Having used his knife fighting system several times to save my young and stupid ass in the streets of Los Angeles, one of the greatest honors I had was finally getting to meet, the now late, Colonel Rex Applegate of WWII fame. It was to me like meeting a long lost and venerable grandfather... a man to whom I literally owed my life.

Several years ago, the Colonel and I were drinking coffee at the NRA convention down in Phoenix AZ discussing the (then) current 'fad' of self- proclaimed knife fighting experts and the curriculum they were teaching.

"The problem is" he said leaning back in his chair "what these people are teaching is dueling. They think that they will both have knives already drawn and that they will stand there and duel."

That rotund, little old man knew of what he spoke. And, in those few words, he described a critical difference between martial sports training and training for survival.

What I am going to be addressing on this page are not the flaws of sports training, but rather the significant differences between training for 'sports fighting' and training to save your life. While I do respect both focuses, there are distinct and critical differences. Differences, that if you try to apply your sports based training in a combative situation, will result in you being hurt - possibly killed.

Do you know the actual problem or are you just guessing?
Putting it bluntly, if crime and violence were simple problems, they would have been solved a long time ago. They are myriad in their aspects and they are always changing and mutating.
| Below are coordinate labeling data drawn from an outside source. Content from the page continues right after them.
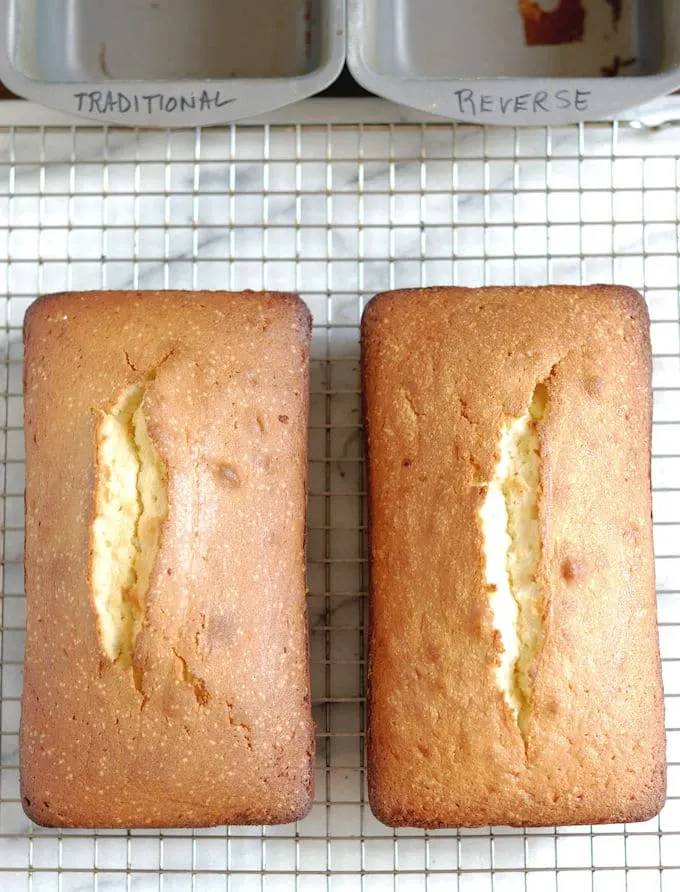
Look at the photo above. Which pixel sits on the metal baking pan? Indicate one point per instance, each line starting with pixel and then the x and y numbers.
pixel 516 61
pixel 170 62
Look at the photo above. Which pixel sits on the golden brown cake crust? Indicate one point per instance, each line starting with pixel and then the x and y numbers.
pixel 443 368
pixel 221 730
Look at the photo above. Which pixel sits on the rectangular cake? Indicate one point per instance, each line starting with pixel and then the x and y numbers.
pixel 166 673
pixel 514 671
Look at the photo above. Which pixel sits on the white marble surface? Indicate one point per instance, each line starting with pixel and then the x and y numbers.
pixel 338 214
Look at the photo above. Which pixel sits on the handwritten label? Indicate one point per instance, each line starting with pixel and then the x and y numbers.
pixel 477 105
pixel 106 102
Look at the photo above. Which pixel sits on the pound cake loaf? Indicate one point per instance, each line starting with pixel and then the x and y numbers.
pixel 514 671
pixel 166 671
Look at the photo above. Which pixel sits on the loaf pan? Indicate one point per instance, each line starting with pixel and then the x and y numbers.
pixel 170 62
pixel 516 61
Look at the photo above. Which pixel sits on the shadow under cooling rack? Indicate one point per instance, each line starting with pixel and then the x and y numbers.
pixel 339 213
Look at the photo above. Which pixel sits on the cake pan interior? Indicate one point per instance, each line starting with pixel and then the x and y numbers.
pixel 77 41
pixel 517 38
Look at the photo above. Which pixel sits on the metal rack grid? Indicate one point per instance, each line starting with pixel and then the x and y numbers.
pixel 338 213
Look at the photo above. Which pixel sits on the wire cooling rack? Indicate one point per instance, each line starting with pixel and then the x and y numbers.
pixel 338 213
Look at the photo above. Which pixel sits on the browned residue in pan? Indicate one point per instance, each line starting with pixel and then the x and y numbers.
pixel 617 65
pixel 617 11
pixel 565 24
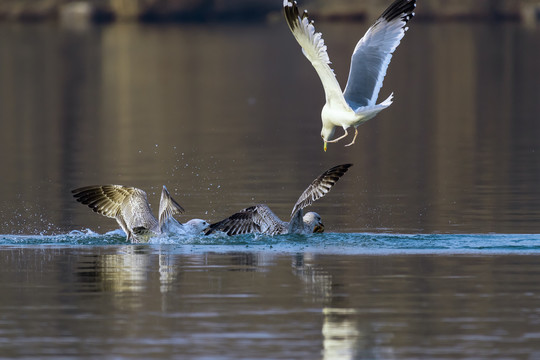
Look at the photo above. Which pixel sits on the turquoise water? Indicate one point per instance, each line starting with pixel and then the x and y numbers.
pixel 332 243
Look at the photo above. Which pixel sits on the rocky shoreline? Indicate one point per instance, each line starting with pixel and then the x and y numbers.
pixel 251 10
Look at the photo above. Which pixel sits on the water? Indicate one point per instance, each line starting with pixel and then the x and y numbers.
pixel 432 248
pixel 331 296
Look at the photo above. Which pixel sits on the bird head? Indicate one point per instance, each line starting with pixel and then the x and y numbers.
pixel 197 225
pixel 314 220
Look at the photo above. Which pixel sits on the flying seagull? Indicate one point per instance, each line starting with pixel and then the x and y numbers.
pixel 130 207
pixel 260 219
pixel 369 61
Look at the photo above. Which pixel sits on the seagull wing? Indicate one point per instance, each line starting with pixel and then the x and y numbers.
pixel 128 205
pixel 320 187
pixel 314 49
pixel 167 207
pixel 373 52
pixel 254 219
pixel 106 200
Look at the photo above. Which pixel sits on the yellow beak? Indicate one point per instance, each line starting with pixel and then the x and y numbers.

Now with that in mind, how effective do you think training that only focuses on one aspect is? Or how about training that only superficially touches on complex issues that have confounded professionals, lawmakers, wise men and philosophers for thousands of years? How about agenda driven training that reinforces a person's point of view, but totally ignores other, critical factors involved in the "bigger picture?"

There are many, many factors involved with using your martial arts in a self-defense capacity. It is not just the physical aspect of fighting, but issues such as psychology, criminology, legal ramifications, situational awareness and ethics are all very much involved. And if you have not considered them and factored them into your training, these issues WILL rear up and bite you in the ass if you attempt to use your martial arts in a self-defense situation.

Unfortunately, in the modern world we tend to like/prefer/want fast and easy answers. These are simplistic answers that don't challenge us to think or they reinforce what we already believe. We want there to be an ultimate fighting art. We want there to be a simple answer to this problem. We want the answer to fall into our comfort zone, definitions and assumptions. And many people want there to be a person who can explain it to them that answers these other three desires.

In my time I:
      * Have seen neck breaks from behind taught as self-defense.
      * Have seen people told by the head of a school that telling someone
        three times that you "Don't want to fight" - while standing in a fighting
- legally establishes your innocence and indemnifies you from
         both criminal and civil charges.
      * have had WSD instructors tell me: A woman has the right to walk
         naked through a biker bar and not be molested.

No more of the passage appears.